Open Space: Bach was Handsome Once
November 14, 2020 8:00PM EST
Presented in partnership with Lincoln Friends of Chamber Music
Miles Hoffman takes a New Look at the Man and his Music – and performs the Suite in C Major for solo viola
When people discuss the music of Bach, words like “God” and “transcendence” tend to figure in the discussion. And it’s certainly true for Bach, as literary critic Harold Bloom has said it is for Shakespeare, that the only legitimate approach is to “begin by standing in awe. ...Wonder, gratitude, shock, amazement are the accurate responses.”
The only problem with this approach is that we tend to forget that Bach was a human being.
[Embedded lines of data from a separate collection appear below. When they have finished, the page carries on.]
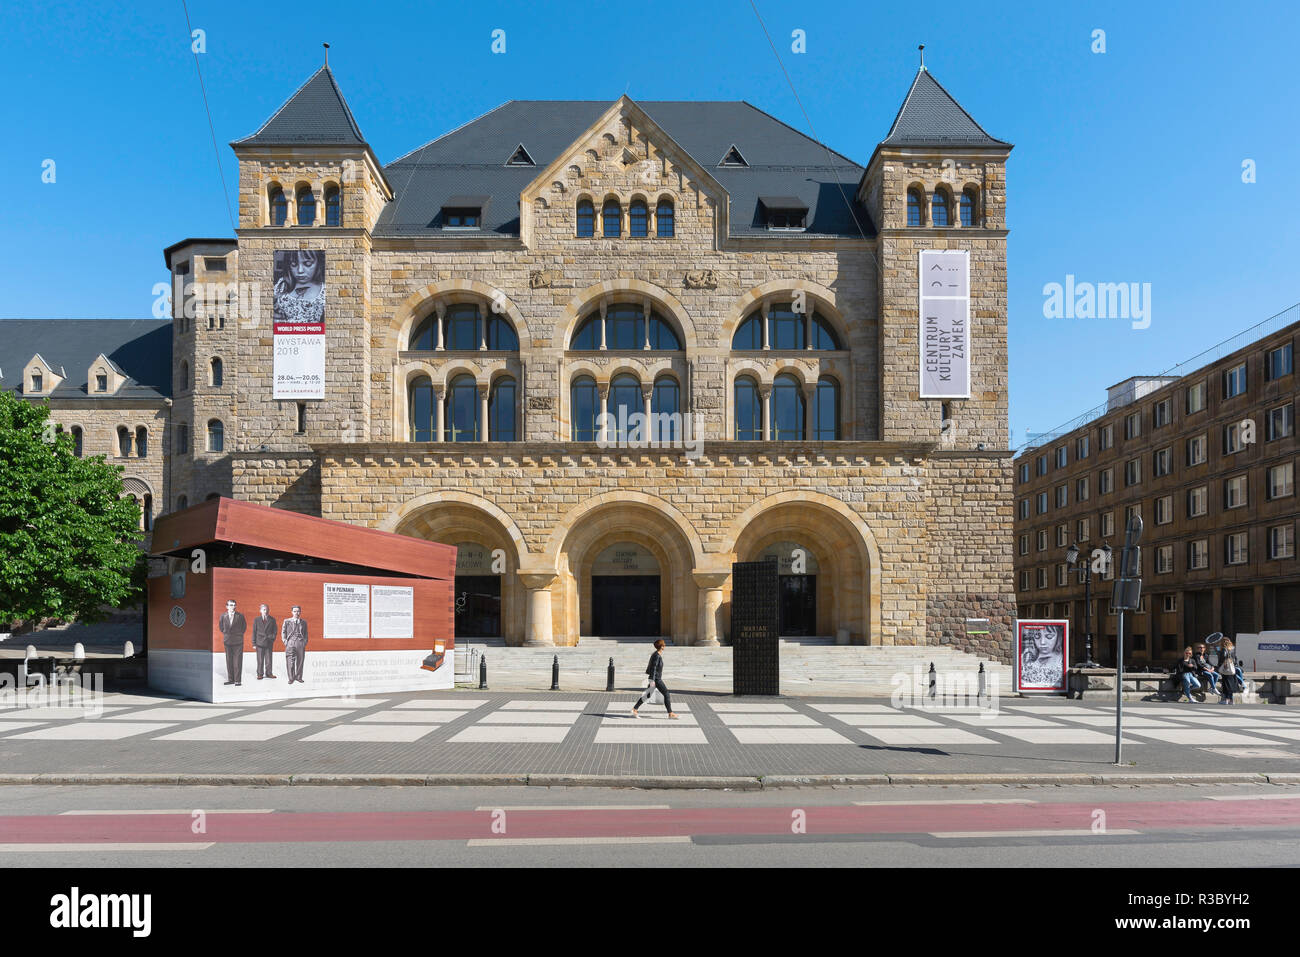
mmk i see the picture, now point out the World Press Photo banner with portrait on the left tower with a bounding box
[272,250,325,399]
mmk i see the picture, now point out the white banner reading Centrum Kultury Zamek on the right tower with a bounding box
[918,250,971,399]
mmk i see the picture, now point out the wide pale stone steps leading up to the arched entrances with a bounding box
[458,637,1011,697]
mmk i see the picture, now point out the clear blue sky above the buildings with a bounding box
[0,0,1300,443]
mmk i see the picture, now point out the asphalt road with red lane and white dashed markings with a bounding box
[0,785,1300,878]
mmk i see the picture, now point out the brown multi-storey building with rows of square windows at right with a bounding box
[1015,316,1300,663]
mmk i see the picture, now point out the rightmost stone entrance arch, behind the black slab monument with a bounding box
[728,493,880,644]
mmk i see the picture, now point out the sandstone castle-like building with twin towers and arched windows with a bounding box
[94,68,1015,659]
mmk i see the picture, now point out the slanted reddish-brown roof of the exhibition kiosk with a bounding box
[152,498,456,579]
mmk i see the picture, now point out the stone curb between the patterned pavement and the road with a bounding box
[0,771,1300,791]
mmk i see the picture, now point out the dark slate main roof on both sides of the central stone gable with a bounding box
[374,100,875,238]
And the key to understanding the greatness of Bach is to recognize that what propels his music, what infuses every note, is his very human passion. To many people, though, it never occurs that Bach was a passionate man. And why not? Because of one portrait. The only authenticated portrait of Bach shows him as an old man – serious, solemn, even severe; the “old master” who played the organ and taught counterpoint to generations of children at the St. Thomas Church in Leipzig. Looking at this portrait, it’s not hard to imagine that Bach was great, but it is hard to imagine that he was ever young. Or slim. Or good-looking. But he was all those things. And more. Many of the works we know and love, including most of his great instrumental works, Bach wrote in his twenties and thirties. Bach in his twenties? It seems hard to imagine. And yet we have another portrait, much less well known and, alas, not authenticated. But it will do. Staring out from this portrait is a young Bach, a handsome Bach, a dashing, intense man. And it can serve as a key, a starting point for understanding both the man and the music.